Masdar
Farid Mas’udi termasuk salah satu kiai yang produktif menulis dengan watak tulisan
yang sangat provokatif. Provokasi Masdar, bagusnya, dituangkan dalam bentuk buku
yang utuh. Provokasi Masdar dalam konteks terus merangsang pembaca untuk berpikir
ulang mengenai konsepsi-konsepsi pemahaman agama yang terlihat sudah mapan telah
ia lakukan sejak dalam gagasan.
Dalam
pendahuluan buku kontroversialnya yang bertajuk Pajak itu Zakat:
Uang Allah untuk Kemaslahatan Rakyat (2005), Masdar membuka
bukunya dengan satu tarikan kalimat panjang yang menghentak:
“Dengan dibangun dan dikukuhkannya
benteng-benteng bertahan mazhab dalam Islam yang dimulai sekitar abad ke-3 H (Abad
Ke-9 M), secara perlahan umat mengalami kemandekan dalam pemikiran [...] Semua ajaran
itu, tahap demi tahap, dianggap sudah selesai secara konsepsional. Tugas umat Islam
di kemudian hari tinggal mengenali konsep-konsep tersebut, menghafalkan sebisanya
dan di atas segalanya mengamalkannya setepat mungkin menurut tata cara yang diajarkannya
(hlm. 7).”
Masdar
memang selalu provokatif sejak tarikan paragraf pertama. Sikap yang demikian ia
ambil sebagai konsekuensi atas kritik tajam pada kejumudan pemikiran yang dirasakannya
sebagai ancaman nyata bagi perkembangan ajaran Islam. Maka, jalan yang harus dilakukan
adalah mendobrak pemahaman lama yang dianggap sudah selesai dan paripurna.
Selain
memiliki kutub statis (jãnibus tsãbit), yang jumlahnya sangat sedikit dan
terdiri dari hal-hal prinsip, Islam juga memiliki kutub dinamis (jãnibul mutaghayyir)
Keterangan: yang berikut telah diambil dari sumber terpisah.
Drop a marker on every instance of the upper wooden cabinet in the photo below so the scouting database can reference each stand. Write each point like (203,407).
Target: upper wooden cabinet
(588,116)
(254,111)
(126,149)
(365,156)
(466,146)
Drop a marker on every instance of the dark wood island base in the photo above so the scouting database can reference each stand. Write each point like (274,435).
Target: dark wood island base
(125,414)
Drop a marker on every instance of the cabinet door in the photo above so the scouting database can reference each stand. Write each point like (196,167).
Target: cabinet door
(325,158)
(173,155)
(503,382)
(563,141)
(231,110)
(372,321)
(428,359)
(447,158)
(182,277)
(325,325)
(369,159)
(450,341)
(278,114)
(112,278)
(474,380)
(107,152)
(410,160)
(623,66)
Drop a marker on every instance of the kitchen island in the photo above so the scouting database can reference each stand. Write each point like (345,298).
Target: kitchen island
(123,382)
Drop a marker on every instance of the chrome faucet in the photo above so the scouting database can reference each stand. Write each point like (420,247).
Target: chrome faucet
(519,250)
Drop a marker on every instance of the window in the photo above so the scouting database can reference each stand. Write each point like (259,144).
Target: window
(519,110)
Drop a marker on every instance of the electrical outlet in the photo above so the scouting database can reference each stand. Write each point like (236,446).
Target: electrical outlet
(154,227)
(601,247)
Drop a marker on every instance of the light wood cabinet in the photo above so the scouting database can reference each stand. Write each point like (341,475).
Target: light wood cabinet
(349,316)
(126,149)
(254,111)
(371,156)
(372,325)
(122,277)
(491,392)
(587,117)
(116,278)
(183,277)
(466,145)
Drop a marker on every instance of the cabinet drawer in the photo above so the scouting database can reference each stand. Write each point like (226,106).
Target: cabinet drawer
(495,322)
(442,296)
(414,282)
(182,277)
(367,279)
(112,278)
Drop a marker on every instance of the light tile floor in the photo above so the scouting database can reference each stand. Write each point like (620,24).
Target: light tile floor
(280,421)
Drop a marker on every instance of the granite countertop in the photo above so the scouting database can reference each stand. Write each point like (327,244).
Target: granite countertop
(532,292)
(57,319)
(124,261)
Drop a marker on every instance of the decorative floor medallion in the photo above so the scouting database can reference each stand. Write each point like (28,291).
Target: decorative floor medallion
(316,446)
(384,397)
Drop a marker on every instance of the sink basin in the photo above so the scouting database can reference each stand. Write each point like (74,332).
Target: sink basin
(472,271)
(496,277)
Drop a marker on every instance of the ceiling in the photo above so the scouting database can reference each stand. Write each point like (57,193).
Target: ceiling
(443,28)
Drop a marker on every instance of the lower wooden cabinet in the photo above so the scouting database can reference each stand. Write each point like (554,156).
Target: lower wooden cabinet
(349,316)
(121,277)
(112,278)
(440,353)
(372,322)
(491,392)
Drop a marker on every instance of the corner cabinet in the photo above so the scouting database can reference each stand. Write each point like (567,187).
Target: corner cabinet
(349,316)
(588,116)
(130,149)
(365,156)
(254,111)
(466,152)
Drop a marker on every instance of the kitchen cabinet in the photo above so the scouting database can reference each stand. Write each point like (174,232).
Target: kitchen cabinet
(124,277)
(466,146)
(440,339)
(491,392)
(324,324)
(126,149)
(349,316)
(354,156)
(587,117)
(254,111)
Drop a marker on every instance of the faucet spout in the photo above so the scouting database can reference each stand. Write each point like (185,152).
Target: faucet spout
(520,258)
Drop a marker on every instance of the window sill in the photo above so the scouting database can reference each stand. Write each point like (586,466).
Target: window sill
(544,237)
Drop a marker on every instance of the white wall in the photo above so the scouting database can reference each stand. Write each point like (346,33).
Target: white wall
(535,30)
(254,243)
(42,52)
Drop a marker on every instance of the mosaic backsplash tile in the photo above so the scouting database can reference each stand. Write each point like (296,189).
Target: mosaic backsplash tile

yang memiliki spektrum dan wilayah yang jauh lebih luas. Pada kutub dinamis inilah
Masdar mendendangkan pemikirannya.
Akibat
dari pemahaman yang menganggap bahwa Islam tidak memiliki watak dinamis dan cenderung
menganggap semua sudah selesai itu, Masdar melancarkan kritik tajam bahwa pemahaman
yang seperti itu akan melahirkan ortodoksi dan mistifikasi ajaran yang jumud dan
cenderung dogmatis, kaku dan tidak responsif terhadap perkembangan zaman.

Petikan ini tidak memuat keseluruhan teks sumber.